Em eleições anteriores, era comum homens poderosos, com contas bancárias de muitos dígitos, entrarem na política para se safar de problemas com a Justiça. Muitos empresários ou figurões envolvidos em crimes fiscais, tributários ou até comuns procuravam cadeiras no Legislativo para se beneficiarem da contestada im(p)unidade parlamentar. A política havia se tornado um refúgio de foras da lei.

O quadro começou a mudar com a aprovação da lei de iniciativa popular da Ficha Limpa que, pela primeira vez no país, escancarou os fichas sujas. E, o que é melhor, proibiu que os sujos possam ser candidatos.

Muitos ainda não acreditam que a lei possa vingar. É fato no Brasil que existem leis que pegam e outras que não pegam. Mas essa, ao contrário de tantas outras que nascem das cabeças criativas e ociosas de nossos representantes no Legislativo, é uma lei séria e que veio para ficar.

Claro que existem aqueles que irão buscar brechas para driblar a nova regra. Para isso é que existem caros e renomados advogados com trânsito livre nos gabinetes dos tribunais superiores. Mas, dessa vez, vai sair muito caro para quem quiser deixar de ser um ficha suja. E a conta será paga na Justiça, seja ela comum ou eleitoral.

O brasiliense aprovou e comemorou a nova lei e pretende defenestrar os sujos da política e da máquina pública. Pesquisa do Instituto Dados, em parceria com o Grupo Comunidade de Comunicação, mostra que 87% da população rejeitam os fichas sujas e não dariam o voto para quem deve à Justiça. Por outro lado, apenas 10,3% votariam nos sujos, um percentual muito pequeno. Não sabem ou não quiseram responder somam 2,7%.

E tem de tudo, desde candidato à Câmara Legislativa até postulante ao governo do Distrito Federal. É um festival de impunidade desafiando a lei. Espera-se que com o Ficha Limpa, seja feita uma assepsia na política brasileira e brasiliense e que se expurgue de vez aqueles que entram para a vida pública para ficar limpo na privada.
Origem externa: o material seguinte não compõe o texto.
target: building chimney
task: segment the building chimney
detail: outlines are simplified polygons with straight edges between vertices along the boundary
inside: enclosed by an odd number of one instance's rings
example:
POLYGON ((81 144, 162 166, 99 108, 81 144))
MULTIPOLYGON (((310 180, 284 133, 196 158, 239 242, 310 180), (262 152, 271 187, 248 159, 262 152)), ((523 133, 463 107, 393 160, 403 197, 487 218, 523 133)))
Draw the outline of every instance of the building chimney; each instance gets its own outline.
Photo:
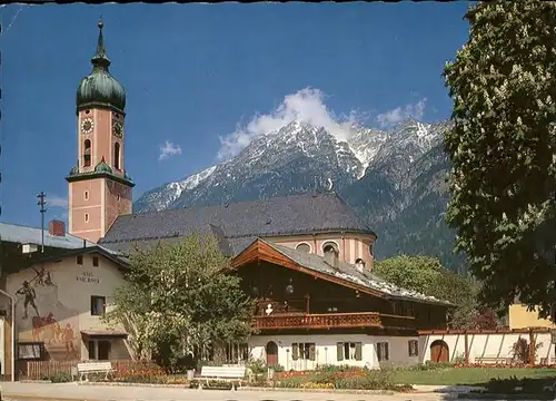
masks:
POLYGON ((66 224, 60 221, 51 221, 48 224, 48 233, 53 236, 66 236, 66 224))

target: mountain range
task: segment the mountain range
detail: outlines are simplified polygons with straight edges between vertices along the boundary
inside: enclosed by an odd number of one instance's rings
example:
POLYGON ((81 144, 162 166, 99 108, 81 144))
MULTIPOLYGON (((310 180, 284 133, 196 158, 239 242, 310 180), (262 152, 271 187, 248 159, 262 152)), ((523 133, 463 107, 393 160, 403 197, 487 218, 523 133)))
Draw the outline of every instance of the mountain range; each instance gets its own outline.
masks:
POLYGON ((292 121, 259 135, 236 157, 145 193, 136 212, 336 190, 378 234, 376 256, 427 254, 453 270, 455 234, 444 153, 449 121, 405 120, 391 129, 345 127, 347 139, 292 121))

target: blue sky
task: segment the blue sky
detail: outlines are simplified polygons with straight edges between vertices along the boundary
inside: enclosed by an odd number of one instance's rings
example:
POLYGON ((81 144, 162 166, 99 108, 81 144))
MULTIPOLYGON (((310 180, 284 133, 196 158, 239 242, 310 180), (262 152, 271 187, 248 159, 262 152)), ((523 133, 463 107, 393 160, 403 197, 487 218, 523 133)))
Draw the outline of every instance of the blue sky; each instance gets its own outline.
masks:
POLYGON ((467 40, 467 6, 2 7, 1 221, 39 225, 40 190, 47 219, 64 216, 76 90, 91 70, 100 14, 110 71, 128 96, 126 167, 137 199, 234 155, 276 116, 357 110, 369 126, 447 118, 440 74, 467 40))

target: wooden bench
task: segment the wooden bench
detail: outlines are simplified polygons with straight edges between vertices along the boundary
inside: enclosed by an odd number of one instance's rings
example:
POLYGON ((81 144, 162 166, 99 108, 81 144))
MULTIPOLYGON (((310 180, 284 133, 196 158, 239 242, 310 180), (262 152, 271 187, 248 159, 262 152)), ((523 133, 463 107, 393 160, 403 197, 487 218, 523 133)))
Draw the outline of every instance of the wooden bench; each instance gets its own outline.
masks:
POLYGON ((209 380, 231 381, 231 390, 236 390, 234 381, 238 381, 241 385, 241 380, 245 378, 246 366, 202 366, 199 381, 199 389, 202 389, 202 380, 209 387, 209 380))
POLYGON ((507 356, 477 356, 477 358, 475 358, 475 361, 477 363, 485 363, 485 364, 490 364, 490 363, 510 364, 512 358, 507 358, 507 356))
POLYGON ((540 358, 540 364, 556 364, 556 358, 540 358))
POLYGON ((112 373, 112 364, 110 362, 81 362, 77 364, 77 374, 79 375, 79 381, 83 378, 89 380, 90 373, 105 373, 105 380, 108 379, 108 374, 112 373))

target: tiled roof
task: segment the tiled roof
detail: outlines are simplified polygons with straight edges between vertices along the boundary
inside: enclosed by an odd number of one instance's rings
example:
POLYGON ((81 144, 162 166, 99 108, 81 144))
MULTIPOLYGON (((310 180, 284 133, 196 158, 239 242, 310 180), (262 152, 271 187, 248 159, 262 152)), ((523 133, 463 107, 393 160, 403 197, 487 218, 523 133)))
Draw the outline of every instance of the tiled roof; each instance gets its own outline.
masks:
POLYGON ((336 278, 341 278, 357 285, 363 285, 368 287, 369 290, 379 291, 394 299, 418 301, 433 304, 443 304, 447 306, 451 305, 447 301, 441 301, 434 296, 425 295, 416 291, 398 287, 397 285, 390 284, 386 282, 384 278, 368 271, 364 270, 363 272, 360 272, 357 270, 356 266, 350 265, 348 263, 338 262, 338 266, 332 267, 325 261, 322 256, 300 252, 284 245, 277 245, 270 242, 266 242, 264 239, 259 241, 264 242, 268 246, 281 253, 284 256, 288 257, 289 260, 294 261, 295 263, 306 268, 316 271, 318 273, 324 273, 326 275, 336 278))
MULTIPOLYGON (((17 224, 0 223, 0 239, 17 244, 34 244, 41 245, 41 229, 34 227, 26 227, 17 224)), ((71 234, 64 236, 50 235, 48 229, 44 229, 44 246, 54 248, 75 250, 83 246, 95 246, 96 244, 87 241, 83 245, 83 239, 71 234)))
MULTIPOLYGON (((123 250, 131 246, 123 243, 156 242, 192 233, 216 234, 229 242, 334 231, 376 235, 337 194, 319 193, 122 215, 99 244, 123 250)), ((240 243, 236 245, 241 247, 240 243)))

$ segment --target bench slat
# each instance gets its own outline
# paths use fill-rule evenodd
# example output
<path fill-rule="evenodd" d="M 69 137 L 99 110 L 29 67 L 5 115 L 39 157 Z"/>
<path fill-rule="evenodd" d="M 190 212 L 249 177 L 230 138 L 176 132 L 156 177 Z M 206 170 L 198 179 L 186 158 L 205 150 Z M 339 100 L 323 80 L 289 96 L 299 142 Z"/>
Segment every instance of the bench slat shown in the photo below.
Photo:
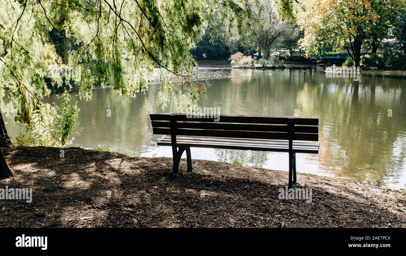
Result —
<path fill-rule="evenodd" d="M 170 139 L 163 139 L 161 140 L 161 142 L 168 142 L 170 143 L 171 142 Z M 204 143 L 205 144 L 224 144 L 224 145 L 241 145 L 244 146 L 258 146 L 260 147 L 281 147 L 283 148 L 289 148 L 289 145 L 285 145 L 283 144 L 271 144 L 269 143 L 266 144 L 260 144 L 258 143 L 249 143 L 248 142 L 244 142 L 242 143 L 241 142 L 239 142 L 238 143 L 233 142 L 231 141 L 205 141 L 204 142 L 202 142 L 202 141 L 199 140 L 183 140 L 183 139 L 179 139 L 177 140 L 177 143 Z M 318 149 L 318 147 L 316 146 L 306 146 L 303 145 L 295 145 L 294 147 L 298 149 Z"/>
<path fill-rule="evenodd" d="M 166 135 L 162 139 L 166 140 L 171 140 L 171 135 Z M 224 138 L 221 137 L 195 137 L 195 136 L 177 136 L 177 140 L 189 140 L 195 141 L 225 141 L 230 142 L 242 142 L 248 143 L 253 143 L 258 144 L 265 144 L 275 145 L 279 144 L 282 145 L 288 145 L 289 142 L 288 141 L 280 141 L 277 140 L 265 140 L 263 139 L 245 139 L 241 138 L 230 139 L 228 138 Z M 311 146 L 312 147 L 319 147 L 319 144 L 317 143 L 314 142 L 303 142 L 302 141 L 293 141 L 293 145 L 298 145 L 302 146 Z"/>
<path fill-rule="evenodd" d="M 151 113 L 151 121 L 170 121 L 171 115 L 176 116 L 177 122 L 215 122 L 214 118 L 188 118 L 186 114 L 171 114 L 170 113 Z M 199 116 L 201 117 L 201 116 Z M 219 122 L 222 123 L 240 123 L 248 124 L 286 124 L 288 118 L 294 118 L 295 125 L 319 125 L 317 117 L 273 117 L 255 115 L 218 115 Z"/>
<path fill-rule="evenodd" d="M 170 128 L 153 127 L 154 134 L 169 135 Z M 242 138 L 244 139 L 288 139 L 287 132 L 255 132 L 244 130 L 226 130 L 198 129 L 178 128 L 177 135 L 185 136 Z M 295 133 L 293 139 L 298 141 L 318 141 L 319 135 L 315 133 Z"/>
<path fill-rule="evenodd" d="M 201 141 L 197 143 L 193 142 L 177 142 L 178 146 L 194 147 L 207 147 L 210 148 L 220 148 L 230 149 L 242 149 L 251 150 L 259 151 L 269 151 L 277 152 L 289 152 L 289 147 L 280 146 L 279 145 L 268 145 L 266 146 L 258 146 L 250 145 L 244 145 L 244 143 L 238 143 L 235 144 L 224 144 L 220 143 L 202 143 Z M 160 141 L 157 143 L 158 146 L 171 146 L 171 144 L 169 141 Z M 314 147 L 314 148 L 302 148 L 294 146 L 293 152 L 294 153 L 307 153 L 310 154 L 317 154 L 319 152 L 318 148 Z"/>
<path fill-rule="evenodd" d="M 171 122 L 165 121 L 152 121 L 153 127 L 170 128 Z M 223 123 L 218 122 L 177 122 L 178 128 L 187 129 L 203 129 L 206 130 L 244 130 L 258 132 L 287 132 L 287 124 L 244 124 L 241 123 Z M 319 127 L 317 126 L 295 125 L 295 132 L 318 133 Z"/>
Oportunistas e compradores de votos terão que buscar outros caminhos para se livrar das penalidades da lei. Os luxuosos escritórios de advocacias devem organizar filas para atender os novos clientes que perderam a imunidade nessas eleições. Há muito não se via no país um clima de euforia e de esperança de que os nossos representantes sejam mesmo nossos e não de grupos empresariais ou de interesses próprios. Que vingue o Ficha Limpa e o sujos recolham suas fantasias e retirem o bloco da rua…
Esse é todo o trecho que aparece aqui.